San Francisco Opera: L'Elisir d'Amore

Finishing up with the San Francisco Opera's fall season. . . .


The final production of the season was Donizetti's L'Elisir d'Amore, which is possibly the most elaborate tribute to Bacchus ever composed, & which the Opera helpfully but needlessly insists on referring to as The Elixir of Love, as if the original title were too daunting. I will admit that I paused before adding it to my choose-my-own subscription, as I enjoy the work but don't particularly love, love, love it. The last time the Opera did it, a woman next to me at another opera that year asked if I had seen it & when I told her I hadn't, she said, "Oh, it was heavenly!" & a friend of mine was so bored by that same production that she left at intermission, & I thought, either response is plausible.
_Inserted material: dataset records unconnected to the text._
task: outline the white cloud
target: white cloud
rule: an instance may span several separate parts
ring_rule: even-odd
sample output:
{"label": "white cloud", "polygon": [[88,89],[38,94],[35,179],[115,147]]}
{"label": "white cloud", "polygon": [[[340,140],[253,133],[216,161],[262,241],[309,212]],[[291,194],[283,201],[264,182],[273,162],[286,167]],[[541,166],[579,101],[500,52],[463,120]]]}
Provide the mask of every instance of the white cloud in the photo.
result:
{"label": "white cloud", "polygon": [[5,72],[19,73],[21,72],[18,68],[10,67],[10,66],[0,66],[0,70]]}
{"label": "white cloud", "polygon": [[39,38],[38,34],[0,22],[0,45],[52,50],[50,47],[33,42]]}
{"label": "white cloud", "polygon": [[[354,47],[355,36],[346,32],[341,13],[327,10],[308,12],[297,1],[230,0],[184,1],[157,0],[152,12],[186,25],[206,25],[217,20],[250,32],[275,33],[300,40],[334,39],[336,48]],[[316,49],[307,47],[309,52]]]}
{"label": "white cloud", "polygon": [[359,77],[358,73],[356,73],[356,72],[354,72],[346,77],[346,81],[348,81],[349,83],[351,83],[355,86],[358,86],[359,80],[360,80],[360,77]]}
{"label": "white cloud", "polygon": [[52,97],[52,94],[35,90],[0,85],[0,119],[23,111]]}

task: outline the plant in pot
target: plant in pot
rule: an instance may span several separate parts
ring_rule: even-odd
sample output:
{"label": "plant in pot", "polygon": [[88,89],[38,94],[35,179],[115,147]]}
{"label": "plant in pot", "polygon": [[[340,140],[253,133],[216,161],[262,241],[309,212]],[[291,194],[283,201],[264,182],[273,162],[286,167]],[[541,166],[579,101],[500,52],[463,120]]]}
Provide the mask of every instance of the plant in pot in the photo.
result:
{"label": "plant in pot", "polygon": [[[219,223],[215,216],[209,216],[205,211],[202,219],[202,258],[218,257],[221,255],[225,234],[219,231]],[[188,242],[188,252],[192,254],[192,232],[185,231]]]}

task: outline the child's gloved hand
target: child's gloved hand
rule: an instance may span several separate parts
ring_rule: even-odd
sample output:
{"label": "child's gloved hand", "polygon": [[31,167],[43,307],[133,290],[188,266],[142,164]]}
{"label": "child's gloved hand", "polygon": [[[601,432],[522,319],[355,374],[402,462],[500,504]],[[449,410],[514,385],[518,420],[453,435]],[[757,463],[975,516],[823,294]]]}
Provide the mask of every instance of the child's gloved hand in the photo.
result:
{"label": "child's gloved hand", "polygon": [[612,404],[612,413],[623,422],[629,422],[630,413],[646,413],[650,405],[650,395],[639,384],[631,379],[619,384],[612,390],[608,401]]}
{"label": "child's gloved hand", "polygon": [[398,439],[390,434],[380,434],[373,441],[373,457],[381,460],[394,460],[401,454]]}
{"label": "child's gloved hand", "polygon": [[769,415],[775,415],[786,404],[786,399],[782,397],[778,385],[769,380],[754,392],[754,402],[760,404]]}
I ended up going to the performance the day after Thanksgiving because, as I said, I do enjoy the work & it had been quite a few years (23, according to my Opera List) since I had seen it. This would also be my first chance to hear the much-praised tenor Pene Pati.

Neither the opera nor Pati disappointed! I will admit that, even without having experienced him live, I had wondered if Pati could pass as a Nemorino – the tenor just seemed too ebullient & confident for the timid country boy. But, of course, a young man confident in many ways can be shy & uncertain when it comes to love, & Pati not only sang with wonderful warmth (giving us a thoughtful & moving furtiva lagrima in the second act) but was completely convincing as a youth rendered tongue-tied by the accomplished & socially more glamorous Adina, sung by Slávka Zámečníková, who was a revelation to me – I had expected Pati to be excellent, but I thought she was as well, with a silvery voice of crystalline clarity. In fact the whole cast was top-notch, with David Bižić as a suitably swaggering Sergeant Belcore & Renato Girolami as a charmingly crooked Dulcamara. Even Adina's assistant Giannetta was given memorable & sparkling life by Arianna Rodriguez (& to round off the cast, the appealing Randy Lee as The Mate, with fluid support all around from conductor Ramón Tebar).

A lot of credit is due to the attention to characterization by director Daniel Slater. This opera can actually be a bit tricky to bring off: you have to make sure Nemorino isn't too much of a sap, that Adina doesn't come across as coy & manipulative, that Belcore isn't too much of a bully, that Dulcamara isn't a sleaze. . . . even a comparatively minor character like Giannetta was thought through; she clearly has a crush on Nemorino (which helps make him convincing as someone Adina would also be attracted to; he's a generally attractive young man, however uncertain he is about himself), which was lightly & touchingly conveyed on stage right from her entrance – afterwards I read the program's interview with Slater & he discussed this choice in particular. This was no slapdash production!

I did have some reservations about the way Belcore was portrayed. In keeping with the production's setting in mid-1950s, La Dolce Vita-era Italy, in a resort town where Adina runs a hotel where Nemorino is a waiter, Belcore was more of a Neo-Realist-film police captain (& quite convincing as such) & less of the usual pumped-up prettyboy (I say this with respect for both Neo-Realist police chiefs & pumped-up prettyboys). But this meant that at times his threats against his rival Nemorino sounded, well, more threatening, & less like obviously empty & therefore comic swagger, than perhaps they should. As this Nemorino, while convincingly reticent in front of the woman he loves, also looks like someone you wouldn't really want to tangle with, the total effect was maybe not as light in that moment as it should have been. This is minor, though, & event thinking about it demonstrates how convincingly rooted the production was.

There was also lots of comic play that provoked genuine laughter from the audience (including me, at various points). It may seem like slight praise to note that a comic opera actually made people laugh, but if you've been to many (or maybe any) you will realize this is high praise – sometimes, even if you find something funny, you've just heard or seen it so many times that you register it but don't really even chuckle, so it was nice to see that a fresh look at even a very familiar opera can produce fresh reactions. Seated behind me was a mother & daughter (I assume); the girl looked to be earlyish teens & was carrying several stuffed animals. She had a loud & endearingly goofy laugh, & it was fun to hear how much fun she was having. All in all, this was pretty much as good as L'Elisir can get, & a satisfying end to the first half of the Opera's season.